Barbie has been adored by millions of young girls in the past half century, but she's also generated more controversy than any toy on this list. Ruth Handler got inspiration for Barbie from her daughter who was, fittingly enough, named “Barbara.” Handler saw her playing with paper dolls and thought about how much more fun it would be for girls to play with 3-dimensional dolls. Most of the dolls at the time were fashioned after babies, so the woman who would later help to create Mattel revolutionized the doll world again by making her creation much more grown-up … not to mention, fashionable. The first Barbie TV spot, which aired the year the doll was launched in 1959, reflects the era as well as the preoccupation with fashion. Over the years, Barbie has managed to remain fashion-conscious but she has also evolved to take on much more commanding roles, including that of Air Force fighter pilot and U.S. presidential candidate (though never president). The gal can’t keep a job, though. The National Toy Hall of Fame reports she has changed careers some 75 times. She also has defied mere mortal status, in that, since the early 1980s, Barbie has been a Latino, African-American, Eskimo and native Hawaiian islander, among other races, ethnicities and nationalities.

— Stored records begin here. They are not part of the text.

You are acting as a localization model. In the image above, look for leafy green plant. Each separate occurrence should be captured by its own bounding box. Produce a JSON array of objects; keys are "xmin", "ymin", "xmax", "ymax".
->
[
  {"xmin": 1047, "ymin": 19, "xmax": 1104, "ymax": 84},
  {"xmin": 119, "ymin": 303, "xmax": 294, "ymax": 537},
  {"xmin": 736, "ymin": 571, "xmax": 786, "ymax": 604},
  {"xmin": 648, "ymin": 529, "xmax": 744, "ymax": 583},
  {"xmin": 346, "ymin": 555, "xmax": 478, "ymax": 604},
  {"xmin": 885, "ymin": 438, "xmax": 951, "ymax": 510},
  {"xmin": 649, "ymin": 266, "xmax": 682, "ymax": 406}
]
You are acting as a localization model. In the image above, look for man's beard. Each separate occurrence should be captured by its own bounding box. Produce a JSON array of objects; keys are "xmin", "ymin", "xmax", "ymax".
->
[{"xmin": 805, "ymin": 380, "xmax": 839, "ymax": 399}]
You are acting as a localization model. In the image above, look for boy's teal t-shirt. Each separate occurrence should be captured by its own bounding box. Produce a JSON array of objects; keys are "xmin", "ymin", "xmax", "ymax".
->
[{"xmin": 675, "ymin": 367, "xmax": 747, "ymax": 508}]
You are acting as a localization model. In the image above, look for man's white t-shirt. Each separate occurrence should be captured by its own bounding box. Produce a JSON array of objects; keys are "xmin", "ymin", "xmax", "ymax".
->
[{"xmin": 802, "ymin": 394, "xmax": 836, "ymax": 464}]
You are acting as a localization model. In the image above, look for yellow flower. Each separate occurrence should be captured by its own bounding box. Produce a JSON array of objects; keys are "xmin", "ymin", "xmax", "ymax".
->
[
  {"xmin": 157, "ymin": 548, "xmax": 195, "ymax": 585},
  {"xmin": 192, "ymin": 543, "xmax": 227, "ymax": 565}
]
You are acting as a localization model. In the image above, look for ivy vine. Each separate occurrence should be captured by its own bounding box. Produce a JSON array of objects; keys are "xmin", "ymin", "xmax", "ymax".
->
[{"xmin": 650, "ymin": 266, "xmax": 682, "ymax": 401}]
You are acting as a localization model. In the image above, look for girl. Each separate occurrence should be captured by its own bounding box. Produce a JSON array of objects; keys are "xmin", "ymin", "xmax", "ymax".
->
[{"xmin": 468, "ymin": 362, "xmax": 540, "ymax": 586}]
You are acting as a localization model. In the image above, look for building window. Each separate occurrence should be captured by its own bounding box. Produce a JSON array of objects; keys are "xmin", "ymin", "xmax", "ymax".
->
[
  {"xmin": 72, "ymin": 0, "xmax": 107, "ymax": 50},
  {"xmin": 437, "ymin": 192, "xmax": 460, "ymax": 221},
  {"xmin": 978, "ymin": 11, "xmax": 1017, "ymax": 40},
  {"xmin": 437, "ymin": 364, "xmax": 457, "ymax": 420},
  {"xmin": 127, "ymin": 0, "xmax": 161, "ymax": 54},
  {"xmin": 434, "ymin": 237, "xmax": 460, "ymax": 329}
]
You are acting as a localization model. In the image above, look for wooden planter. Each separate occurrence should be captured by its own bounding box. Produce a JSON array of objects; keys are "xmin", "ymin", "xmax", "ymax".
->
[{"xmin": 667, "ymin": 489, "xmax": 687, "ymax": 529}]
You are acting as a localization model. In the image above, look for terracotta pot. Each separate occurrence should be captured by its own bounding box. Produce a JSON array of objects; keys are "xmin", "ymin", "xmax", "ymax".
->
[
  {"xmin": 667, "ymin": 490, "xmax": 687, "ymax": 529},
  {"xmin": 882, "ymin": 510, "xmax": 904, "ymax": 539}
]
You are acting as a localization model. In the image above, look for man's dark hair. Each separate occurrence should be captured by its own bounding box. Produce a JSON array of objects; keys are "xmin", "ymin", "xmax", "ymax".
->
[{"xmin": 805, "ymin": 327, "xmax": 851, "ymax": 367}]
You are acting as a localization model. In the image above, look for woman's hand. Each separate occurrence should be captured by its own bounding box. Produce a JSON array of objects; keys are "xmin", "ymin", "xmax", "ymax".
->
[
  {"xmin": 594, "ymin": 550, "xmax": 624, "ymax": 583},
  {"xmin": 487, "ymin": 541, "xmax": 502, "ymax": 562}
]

It’s also been suggested that she defies “mere mortal” status in other ways, with some arguing that, given her extreme proportions, Barbie would not be able to stand if she were a real person. In conjunction with Barbie’s 50th birthday, the BBC reported that if Barbie were to come to life, she would stand 7’6” — 2 inches shorter than the world’s tallest woman — and boast 40-inch hips, a 28-inch waist and a 37-inch bust.